Dmitri Michurenkov

Personal information
- Full name: Dmitri Alekseyevich Michurenkov
- Date of birth: 19 May 1995 (age 30)
- Place of birth: Stavropol, Russia
- Height: 1.86 m (6 ft 1 in)
- Position: Forward

Senior career*
- Years: Team / Apps / (Gls)
- 2012–2013: Gazprom transgaz Stavropol Ryzdvyany / 21 / (2)
- 2013: → Rubin Kazan (loan) / 0 / (0)
- 2014: Rotor Volgograd / 0 / (0)
- 2014–2015: Fakel Voronezh / 16 / (0)
- 2015: Avangard Kursk / 15 / (1)
- 2016–2018: Fakel Voronezh / 39 / (6)
- 2018–2019: Armavir / 28 / (3)
- 2019–2020: Neftekhimik Nizhnekamsk / 20 / (3)
- 2020: Nizhny Novgorod / 12 / (0)
- 2021: Akzhayik / 17 / (2)
- 2021–2022: SKA Rostov-on-Don / 26 / (6)
- 2023: Rotor Volgograd / 11 / (0)
- 2023: Leon Saturn Ramenskoye / 14 / (4)
- 2024: Kompozit Pavlovsky Posad / 10 / (0)
- 2024: Dynamo Stavropol / 12 / (2)

= Dmitri Michurenkov =

Russian footballer

Dmitri Alekseyevich Michurenkov (Дмитрий Алексеевич Мичуренков; born 19 May 1995) is a Russian football forward.

==Club career==
He made his debut in the Russian Second Division for Kavkaztransgaz-2005 Ryzdvyany on 9 September 2012 in a game against Mashuk-KMV Pyatigorsk.

===Rubin Kazan===
On 14 August 2013, it was announced that he had joined Rubin Kazan on a 6-month loan, with an option to purchase at the end.

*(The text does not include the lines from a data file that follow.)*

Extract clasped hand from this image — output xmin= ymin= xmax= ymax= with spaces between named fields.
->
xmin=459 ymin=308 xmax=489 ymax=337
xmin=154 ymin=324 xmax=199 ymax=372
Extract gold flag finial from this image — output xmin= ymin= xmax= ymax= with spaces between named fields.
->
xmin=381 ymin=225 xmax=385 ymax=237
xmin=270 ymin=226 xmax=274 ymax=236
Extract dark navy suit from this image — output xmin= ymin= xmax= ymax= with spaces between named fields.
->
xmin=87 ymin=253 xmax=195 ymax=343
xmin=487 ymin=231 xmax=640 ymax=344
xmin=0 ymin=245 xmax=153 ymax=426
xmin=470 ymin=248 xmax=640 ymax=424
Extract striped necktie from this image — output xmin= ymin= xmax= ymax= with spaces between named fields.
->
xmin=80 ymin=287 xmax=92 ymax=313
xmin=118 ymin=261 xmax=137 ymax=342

He made his debut for the reserve team in a 1–1 draw vs Ural Yekaterinburg's reserve team on 31 August 2013, coming on as a substitute. He made no appearances for the senior squad during his loan.

===Fakel Voronezh===
He made his Russian Football National League debut for Fakel Voronezh on 12 March 2016 in a game against Tyumen.